Representative Alcee Hastings (D-IL) died on April 6 at age 84 following a two-year bout with pancreatic cancer.  The Florida congressman’s death narrows Democrats’ majority in the House down to seven, leaving Speaker Nancy Pelosi (D-CA) with tighter margins to advance Democratic legislative priorities.  Voters in Hasting’s district, which stretches from Fort Lauderdale to West Palm Beach, will have an opportunity to choose a new Representative in special election that has yet to be announced by Republican Governor Ron DeSantis

Poll Finds Largest Gap between in Party Affiliation since 2012

A Gallup poll conducted in the first quarter of 2021 found an average of 49% of US adults identified with  or lean towards the Democratic Party, while 40% identify or lean Republican.  The nine-percentage-point Democratic advantage is the largest Gallup has measured since the fourth quarter of 2012.  The poll also found 44% of Americans identify as political independents, compared to 38% in the fourth quarter of 2020.  Most of the gains in independent affiliation came at the expense of Republicans who saw a 4% decline in party identification since the fourth quarter of 2020 compared to Democrats’ 1% drop over the same period.  This data means Republicans’ hopes of retaking Congress in the 2022 midterms may hinge on appealing to independent voters.

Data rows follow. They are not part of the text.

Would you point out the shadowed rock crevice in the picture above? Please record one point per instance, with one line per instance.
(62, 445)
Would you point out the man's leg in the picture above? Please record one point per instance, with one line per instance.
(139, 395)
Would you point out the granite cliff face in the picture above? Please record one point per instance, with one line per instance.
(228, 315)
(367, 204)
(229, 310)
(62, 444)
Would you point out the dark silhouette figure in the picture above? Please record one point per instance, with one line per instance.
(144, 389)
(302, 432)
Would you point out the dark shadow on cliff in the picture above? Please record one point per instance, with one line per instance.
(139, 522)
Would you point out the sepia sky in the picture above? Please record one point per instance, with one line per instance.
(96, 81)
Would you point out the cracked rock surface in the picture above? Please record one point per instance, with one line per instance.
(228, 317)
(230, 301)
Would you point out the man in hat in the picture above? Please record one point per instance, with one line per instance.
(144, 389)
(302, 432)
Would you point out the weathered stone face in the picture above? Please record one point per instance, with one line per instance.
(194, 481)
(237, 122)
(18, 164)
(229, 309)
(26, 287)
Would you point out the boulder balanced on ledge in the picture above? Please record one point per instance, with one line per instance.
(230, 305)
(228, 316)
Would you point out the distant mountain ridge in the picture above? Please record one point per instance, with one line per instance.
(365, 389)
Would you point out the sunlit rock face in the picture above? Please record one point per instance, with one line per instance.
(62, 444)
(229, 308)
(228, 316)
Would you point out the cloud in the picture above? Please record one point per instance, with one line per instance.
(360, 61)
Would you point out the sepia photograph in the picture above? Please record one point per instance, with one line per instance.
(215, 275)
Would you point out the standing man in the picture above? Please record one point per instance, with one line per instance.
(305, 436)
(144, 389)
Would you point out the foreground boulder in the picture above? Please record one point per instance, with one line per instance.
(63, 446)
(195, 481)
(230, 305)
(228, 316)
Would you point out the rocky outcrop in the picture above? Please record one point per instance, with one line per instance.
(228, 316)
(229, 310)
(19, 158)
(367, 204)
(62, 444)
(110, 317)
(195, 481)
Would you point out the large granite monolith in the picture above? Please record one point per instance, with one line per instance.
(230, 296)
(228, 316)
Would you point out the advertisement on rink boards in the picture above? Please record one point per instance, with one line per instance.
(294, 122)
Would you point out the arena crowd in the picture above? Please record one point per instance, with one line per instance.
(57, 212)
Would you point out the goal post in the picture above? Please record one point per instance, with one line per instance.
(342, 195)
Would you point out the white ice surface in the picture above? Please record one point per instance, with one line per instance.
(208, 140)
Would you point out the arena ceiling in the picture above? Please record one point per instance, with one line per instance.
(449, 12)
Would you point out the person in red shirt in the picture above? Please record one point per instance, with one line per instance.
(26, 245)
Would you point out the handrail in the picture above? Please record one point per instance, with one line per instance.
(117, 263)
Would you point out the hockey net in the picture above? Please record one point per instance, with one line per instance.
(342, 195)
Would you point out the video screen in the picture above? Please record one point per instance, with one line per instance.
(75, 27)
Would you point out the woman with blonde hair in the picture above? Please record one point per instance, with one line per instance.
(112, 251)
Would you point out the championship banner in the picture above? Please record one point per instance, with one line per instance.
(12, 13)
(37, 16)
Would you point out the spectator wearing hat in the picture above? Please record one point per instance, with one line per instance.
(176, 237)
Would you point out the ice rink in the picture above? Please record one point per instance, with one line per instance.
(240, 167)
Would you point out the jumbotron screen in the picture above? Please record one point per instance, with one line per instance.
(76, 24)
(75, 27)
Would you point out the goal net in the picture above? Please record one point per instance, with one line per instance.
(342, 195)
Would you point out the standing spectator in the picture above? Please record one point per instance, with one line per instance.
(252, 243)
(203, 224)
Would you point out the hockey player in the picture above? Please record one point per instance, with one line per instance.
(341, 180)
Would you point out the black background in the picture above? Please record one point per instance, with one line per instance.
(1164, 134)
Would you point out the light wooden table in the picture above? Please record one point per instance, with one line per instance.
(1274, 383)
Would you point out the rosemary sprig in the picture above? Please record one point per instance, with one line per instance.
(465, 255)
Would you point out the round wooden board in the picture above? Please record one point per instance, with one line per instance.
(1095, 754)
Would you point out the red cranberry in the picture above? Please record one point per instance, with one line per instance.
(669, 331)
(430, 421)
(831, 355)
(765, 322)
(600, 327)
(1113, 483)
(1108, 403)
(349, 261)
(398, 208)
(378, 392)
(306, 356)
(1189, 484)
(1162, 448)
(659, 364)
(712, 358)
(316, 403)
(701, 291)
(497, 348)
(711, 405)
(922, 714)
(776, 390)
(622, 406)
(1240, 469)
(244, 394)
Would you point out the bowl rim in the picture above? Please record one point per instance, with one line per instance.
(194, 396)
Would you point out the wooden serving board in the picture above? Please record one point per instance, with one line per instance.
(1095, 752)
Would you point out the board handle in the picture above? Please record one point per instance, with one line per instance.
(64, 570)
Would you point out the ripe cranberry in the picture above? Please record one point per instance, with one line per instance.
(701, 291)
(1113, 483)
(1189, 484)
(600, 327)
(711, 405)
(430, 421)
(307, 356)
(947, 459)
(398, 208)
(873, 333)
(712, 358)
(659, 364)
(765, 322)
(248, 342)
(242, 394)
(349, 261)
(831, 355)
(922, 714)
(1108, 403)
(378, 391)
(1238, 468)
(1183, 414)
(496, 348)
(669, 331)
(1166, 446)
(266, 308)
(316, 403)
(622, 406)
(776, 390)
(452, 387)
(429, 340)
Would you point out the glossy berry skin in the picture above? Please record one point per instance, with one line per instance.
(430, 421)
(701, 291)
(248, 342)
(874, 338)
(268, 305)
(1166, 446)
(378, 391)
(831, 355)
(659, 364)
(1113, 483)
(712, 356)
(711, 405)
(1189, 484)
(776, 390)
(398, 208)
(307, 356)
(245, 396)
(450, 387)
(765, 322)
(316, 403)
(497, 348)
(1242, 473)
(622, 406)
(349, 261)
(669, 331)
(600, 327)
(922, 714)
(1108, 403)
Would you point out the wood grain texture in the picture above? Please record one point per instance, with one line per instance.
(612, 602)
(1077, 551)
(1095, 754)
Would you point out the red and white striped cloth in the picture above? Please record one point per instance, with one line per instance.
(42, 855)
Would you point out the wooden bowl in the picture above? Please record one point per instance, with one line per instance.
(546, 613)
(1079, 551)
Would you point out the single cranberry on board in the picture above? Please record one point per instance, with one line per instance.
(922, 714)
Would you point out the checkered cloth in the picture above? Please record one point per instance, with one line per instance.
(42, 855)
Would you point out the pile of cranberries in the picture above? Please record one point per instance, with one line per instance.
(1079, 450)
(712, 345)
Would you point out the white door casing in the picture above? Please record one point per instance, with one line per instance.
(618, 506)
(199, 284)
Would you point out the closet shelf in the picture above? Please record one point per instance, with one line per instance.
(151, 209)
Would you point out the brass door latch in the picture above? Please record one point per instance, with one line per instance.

CMS Begins Proposing FY22 Payment Rates

This week, the Center for Medicare and Medicaid Services began proposing Fiscal Year 2022 payment rates for the following prospective payment systems:

Comments for all four proposed rules must be received no later than 5 PM EDT on June 7, 2021.

ICYMI: Trump Weighs In on 2022 Senate Races

Former President Donald Trump has already begun endorsing Republican candidates ahead of the 2022 midterms.  Republicans face an uphill battle to retake the Senate in 2022 – while Democrats only have to defend 14 seats, Republicans must defend 20.  On April 8, Trump issued a statement urging the currently undecided Sen. Ron Johnson (R-WI) to seek reelection.  Democrats flipped Wisconsin from red to blue in the 2020 presidential election, and Johnson’s Senate seat is sure to be hotly contested in 2022.  A day earlier, Trump endorsed Rep. Mo Brooks (R-AL) to succeed Sen. Richard Shelby (R-AL), who has opted not to seek reelection.